While checking legalhold is definitely a bit more random (probably due to IO operations), handling each different content is definitely the biggest offender.
Here's a comparison across all different steps using the most improved data.

In [21]:
import org.jetbrains.kotlinx.kandy.ir.feature.FeatureName

val pairs =
    withSessionCacheData.map { it.proteus.checkingSession.inWholeMicroseconds to "Checking Session" } +
            withSessionCacheData.map { it.proteus.decrypting.inWholeMicroseconds to "Decrypting" } +
            withSessionCacheData.map { it.proteus.savingSession.inWholeMicroseconds to "Saving Session" } +
            withSessionCacheData.map { it.processingMessage.checkingLegalhold.inWholeMicroseconds to "Checking Legalhold" } +
            withSessionCacheData.map { it.processingMessage.handlingMessageContent.inWholeMicroseconds to "Handling Content" } +
            withSessionCacheData.map { it.processingMessage.postHandling.inWholeMicroseconds to "Post Handling" } +
            withSessionCacheData.map { it.unknownTime.inWholeMicroseconds to "Other" }

val value by column(pairs.map { it.first })
val stepName by column(pairs.map { it.second })
val dataSet = dataFrameOf(value, stepName)
dataSet.groupBy(stepName).aggregate {
    sum(value) into "total"
}.plot {
    pie {
        slice("total")
        fillColor("stepName")
    }
    layout {
        title = "Time spent unpacking and processing message events after improvements"
        style(Style.Void)
    }
}

## What's next?

### CoreCrypto transactions
CoreCrypto has plans to create a transaction API so we can batch-decrypt messages, which should speed up the `decrypting` part.

### Check "Other" slice
Perhaps there is still a bit of time to gain in the "Other" part of the code, which is related to Protobuf parsing, Base64 decoding, etc. ?

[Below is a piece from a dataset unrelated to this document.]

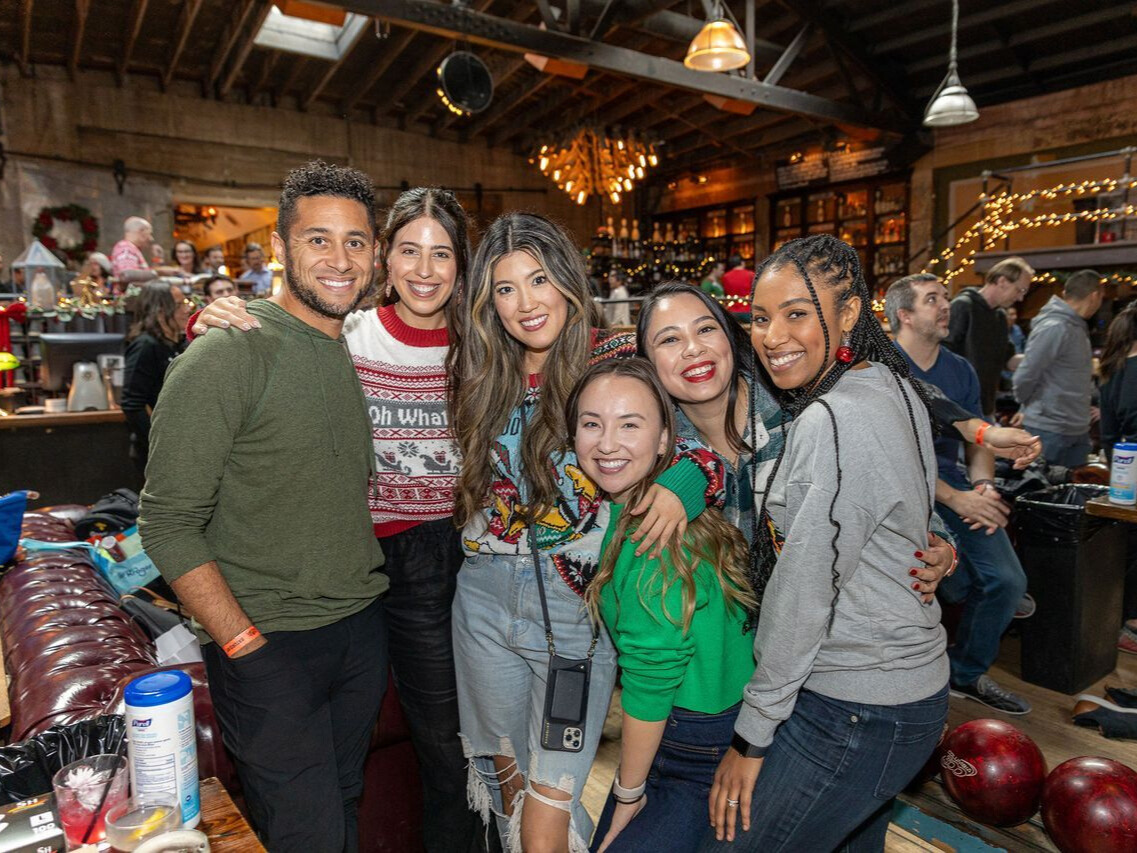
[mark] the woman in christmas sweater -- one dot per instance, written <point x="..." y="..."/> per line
<point x="529" y="332"/>
<point x="400" y="352"/>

### Dive deeper into each message type
Keep in mind that most of the events collected for the experiments above were Text events. Which seems to be one of the worst performing messages we process.
This is definitely the most demanding job, as it requires pretty much one investigation for Text, one for LastRead, one for Asset, one for Receipt, etc.
But might be one of the most fruitful ones, and strikes a good balance between a major refactor that would be with CoreCrypto transactions, and small / segmented improvements across the processing pipeline.